De ta fin de vie au siècle dernier tu étais bon à jeter,
Aujourd'hui tu trônes, royal, dans la salle à manger.

Objets inanimés avez-vous donc une âme qui s'attache à notre âme et la force d'aimer. Cette citation de Lamartine est-elle aussi la vôtre ? Vous aussi, vous aimez les meubles et objets qui ont une âme ?

Au Clos du MènAllèn, la plupart du mobilier était en triste état ou devenu complètement désuet. Des armoires ; des buffets des années comme ont dit "après-guerre" ; des bois de lits, ceux qu'on appelait : "lits coin" (la forme rustique et paysanne, brut de bois, surtout dans le Morbihan), avec peu ou pas de "fioritures". Ils n'étaient pas sans rappeler l'inspiration des lits dit : à la polonaise.
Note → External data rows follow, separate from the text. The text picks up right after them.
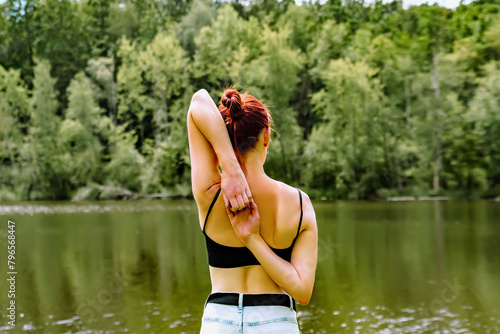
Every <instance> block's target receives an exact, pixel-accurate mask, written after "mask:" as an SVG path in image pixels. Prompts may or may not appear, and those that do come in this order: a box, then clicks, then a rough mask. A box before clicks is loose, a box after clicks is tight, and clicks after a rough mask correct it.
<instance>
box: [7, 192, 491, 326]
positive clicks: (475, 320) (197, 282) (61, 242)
mask: <svg viewBox="0 0 500 334" xmlns="http://www.w3.org/2000/svg"><path fill="white" fill-rule="evenodd" d="M314 204H315V208H316V212H317V219H318V225H319V231H320V235H319V259H318V269H317V279H316V284H315V287H314V293H313V297H312V299H311V302H310V304H309V305H307V306H300V305H299V306H298V315H299V323H300V327H301V330H302V332H303V333H495V334H496V333H500V256H499V255H500V252H499V251H500V203H494V202H488V201H477V202H466V201H460V202H459V201H450V202H406V203H394V202H390V203H389V202H376V203H370V202H316V203H314ZM8 219H11V220H14V221H15V223H16V238H17V239H16V241H17V243H16V247H17V249H16V250H17V254H16V265H17V268H16V269H17V273H18V274H17V282H16V284H17V285H16V305H17V309H16V312H17V321H16V327H15V328H13V329H11V328H9V327H8V326H7V320H8V319H7V318H6V313H7V310H6V308H7V303H8V298H7V290H8V286H7V281H6V277H7V274H6V273H7V271H8V269H7V220H8ZM0 276H1V277H3V278H2V279H1V280H0V291H1V292H0V314H1V315H2V316H1V317H0V333H3V332H6V333H18V332H33V333H77V332H80V333H197V332H198V331H199V327H200V318H201V314H202V311H203V310H202V308H203V303H204V301H205V298H206V297H207V295H208V294H209V293H210V282H209V273H208V267H207V255H206V250H205V245H204V240H203V237H202V233H201V231H200V229H199V225H198V220H197V212H196V207H195V204H194V202H192V201H173V202H167V201H164V202H162V201H136V202H86V203H76V204H75V203H67V202H55V203H54V202H50V203H41V202H37V203H17V204H10V203H9V204H6V203H3V204H0Z"/></svg>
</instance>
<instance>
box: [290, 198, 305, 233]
mask: <svg viewBox="0 0 500 334" xmlns="http://www.w3.org/2000/svg"><path fill="white" fill-rule="evenodd" d="M297 191H298V192H299V199H300V220H299V228H298V229H297V235H296V236H295V239H293V242H294V243H295V240H296V239H297V237H298V236H299V233H300V226H301V225H302V216H303V215H304V211H302V193H301V192H300V190H299V189H297Z"/></svg>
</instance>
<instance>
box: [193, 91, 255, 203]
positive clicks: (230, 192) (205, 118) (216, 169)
mask: <svg viewBox="0 0 500 334" xmlns="http://www.w3.org/2000/svg"><path fill="white" fill-rule="evenodd" d="M188 133H189V151H190V156H191V181H192V187H193V194H194V196H195V198H201V197H202V196H201V195H203V194H205V192H206V191H207V190H209V189H210V188H211V187H212V186H213V185H214V184H217V183H218V182H221V188H222V193H223V196H224V197H225V200H229V202H230V203H231V207H232V209H233V210H240V209H243V208H244V207H246V206H247V205H248V203H249V199H250V198H251V193H250V189H249V188H248V184H247V181H246V178H245V175H244V174H243V172H242V170H241V167H240V165H239V163H238V160H237V159H236V155H235V154H234V150H233V147H232V145H231V141H230V139H229V135H228V133H227V129H226V126H225V124H224V121H223V119H222V116H221V115H220V112H219V111H218V110H217V107H216V106H215V103H214V102H213V100H212V98H211V97H210V95H209V94H208V92H207V91H206V90H204V89H202V90H200V91H198V92H196V93H195V94H194V95H193V98H192V100H191V106H190V107H189V111H188ZM219 165H220V167H221V169H222V175H221V173H219V169H218V166H219Z"/></svg>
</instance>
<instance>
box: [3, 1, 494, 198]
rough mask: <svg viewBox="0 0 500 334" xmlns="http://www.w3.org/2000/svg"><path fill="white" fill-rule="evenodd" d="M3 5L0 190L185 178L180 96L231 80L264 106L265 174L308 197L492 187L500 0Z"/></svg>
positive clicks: (125, 186)
mask: <svg viewBox="0 0 500 334" xmlns="http://www.w3.org/2000/svg"><path fill="white" fill-rule="evenodd" d="M0 13H1V15H0V200H4V201H5V200H41V199H47V200H49V199H50V200H52V199H58V200H59V199H60V200H63V199H71V198H73V197H74V196H75V195H76V194H79V193H80V194H81V193H82V191H84V192H85V191H86V192H85V194H86V198H88V199H94V198H95V197H98V196H97V195H95V194H96V193H95V192H93V191H91V190H92V189H96V187H98V186H110V187H119V188H120V189H122V188H123V189H126V190H127V191H130V192H131V193H134V194H143V195H144V194H160V195H165V196H190V195H191V185H190V161H189V147H188V141H187V128H186V115H187V110H188V108H189V104H190V99H191V97H192V95H193V94H194V92H196V91H197V90H199V89H202V88H204V89H206V90H207V91H208V92H209V93H210V94H211V95H212V97H213V99H214V101H215V102H216V104H218V103H219V101H220V96H221V94H222V90H223V89H224V88H225V87H228V86H233V87H235V88H238V89H240V90H241V91H242V92H248V93H250V94H252V95H254V96H255V97H257V98H258V99H260V100H261V101H263V103H264V104H265V105H266V106H267V107H268V109H269V111H270V112H271V114H272V116H273V119H274V123H275V125H274V131H273V136H272V141H271V144H270V147H269V155H268V158H267V162H266V165H265V170H266V172H267V173H268V175H269V176H271V177H273V178H276V179H278V180H281V181H283V182H286V183H289V184H291V185H294V186H298V187H301V188H302V189H304V190H305V191H306V192H308V193H309V195H310V196H311V197H313V198H328V199H337V198H338V199H376V198H382V199H383V198H387V197H391V196H410V195H411V196H437V195H446V196H454V197H465V198H489V197H494V196H498V195H499V194H500V1H499V0H478V1H473V2H472V3H470V4H468V5H463V4H462V5H460V6H458V7H457V8H455V9H448V8H444V7H440V6H438V5H437V4H436V5H426V4H425V5H420V6H413V7H409V8H408V9H404V8H403V3H402V1H393V2H390V3H382V2H381V1H375V2H374V3H365V2H363V1H357V0H343V1H342V0H331V1H330V0H329V1H326V2H324V1H322V2H318V1H304V2H303V3H302V4H301V5H296V4H295V1H293V0H281V1H273V0H250V1H238V0H234V1H221V0H215V1H209V0H122V1H117V0H80V1H71V0H6V1H3V2H2V3H0ZM82 189H83V190H82ZM89 189H91V190H89ZM93 194H94V195H93Z"/></svg>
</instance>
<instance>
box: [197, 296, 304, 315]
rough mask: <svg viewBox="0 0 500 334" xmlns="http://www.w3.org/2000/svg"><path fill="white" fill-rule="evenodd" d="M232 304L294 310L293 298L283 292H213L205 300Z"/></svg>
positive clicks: (205, 303) (207, 302) (244, 305)
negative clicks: (286, 308)
mask: <svg viewBox="0 0 500 334" xmlns="http://www.w3.org/2000/svg"><path fill="white" fill-rule="evenodd" d="M207 303H216V304H223V305H233V306H239V307H244V306H266V305H275V306H286V307H289V308H290V309H292V310H294V311H296V305H295V300H294V299H293V298H292V297H291V296H289V295H287V294H285V293H262V294H246V293H240V292H214V293H212V294H210V295H209V296H208V298H207V301H206V302H205V305H206V304H207Z"/></svg>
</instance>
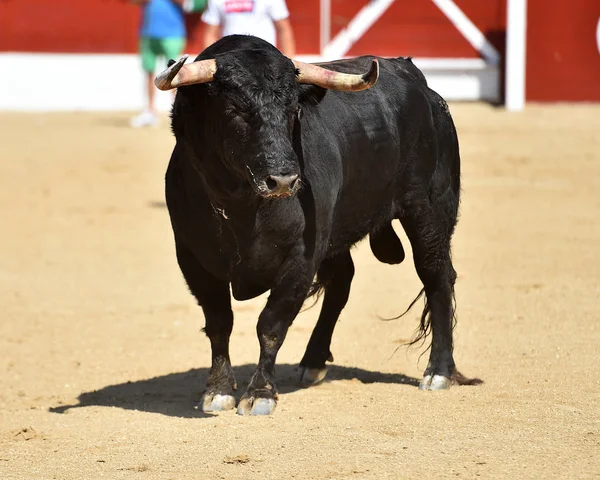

Tous en bois massif issus de nos forêts bretonnes : chêne, châtaigner, hêtre, pin... Mais que faire de tout ça ???

Il faut dire que "Dans l'temps" comme disaient les générations d'avant, la partie habitation de la maison était souvent constituée d'une seule pièce à vivre. Ce n'est pas si loin de nous : au 19ème jusque la 1ère moitié du 20ème siècle, la grande majorité de la population campagnarde et rurale vivait bien loin de la splendeur des chateaux et des maisons cossues. Un monde où chez les "petites gens" on comptait les draps (même usés) et les petites cuillères en héritage. Dans nos maisons bretonnes, on trouvait : la cheminée avec à côté les ustensiles accrochés ou posés sur des étagères, un garde-manger. Adossés aux murs : le ou les lits, une armoire pour ranger les rares vêtements. Au centre de la pièce : la grande table pour prendre les repas assis sur des bancs. Un confort de vie rudimentaire, au détriment de tout le reste de la maison qui était consacré au travail.

Cela me faisait mal au coeur de voir ces meubles anciens laissés de côté, oubliés, qui risquaient le sort peu enviable du "tas de bois".  Ils méritaient une nouvelle vie. Comme tout français qui se respecte, perdu pour perdu, je les ai imaginé autrement. J'ai appliqué le "Système D" (D comme débrouille) ! Pour faire plus actuel, je dirais un Diy (Do it yourself). Résultat : comme le meuble à tiroirs, ils ont été nettoyés, traités, réparés, relookés par la couleur pour enfin retrouvés leur place dans la demeure familiale. Certains ont gardés la fonction de ce pourquoi ils avaient été fabriqués. 

Et il y a les autres : les transformés :

Un porte-canne unique :

Ci-dessous, vous pouvez voir le porte-cannes du maître de maison. C'est une création pure. Il file joyeusement dans le couloir du rez-de-chaussée. Si chaque canne raconte une histoire, un voyage, la desserte qui les présente a aussi la sienne. Le parement sculpté provient justement de la barre d'un "lit coin" comme j'explique plus haut. Aux extrémités, les entredeux qui se trouvent entre le plateau du haut et celui du bas sont, en fait, des entredeux de buffets des années 40. Noblesse du bois oblige : le châtaigner chante en Bretagne.

Un autre exemple de transformation :

Un miroir :

Miroir diy Miroir relook
AVANT APRES

Quand vous empruntez l'escalier de l'entrée côté jardin, vous le voyez en haut des marches. J'ai fait la reconversion d'une porte d'armoire cette fois. Méconnaissable n'est-ce pas ? Vous qui devinez : oui, c'est la porte centrale ! J'ai inversé le panneau pour lui donner un petit côté "trumeau". Pour moi, rien que le miroir biseauté méritait un autre regard. J'ai repeint le bois sombre, décoré le panneau plein de coquillages trouvés sur la plage de Kerhilio (à 3 kms de la maison), rajouté un écriteau-message pour compléter et hop le tour est joué.

Ainsi, si vous séjournez dans l'une ou l'autre des chambres au Clos du MènAllèn, sauf, quelques armoires et buffets toujours aussi beaux "dans leur jus" malgré le temps qui passe, vous découvrirez les meubles liftés ou transformés continuant l'histoire de la maison. Chose étonnante, si vous passez la main  dessus pour les toucher, vous sentirez encore la douceur et l'authenticité du vrai bois.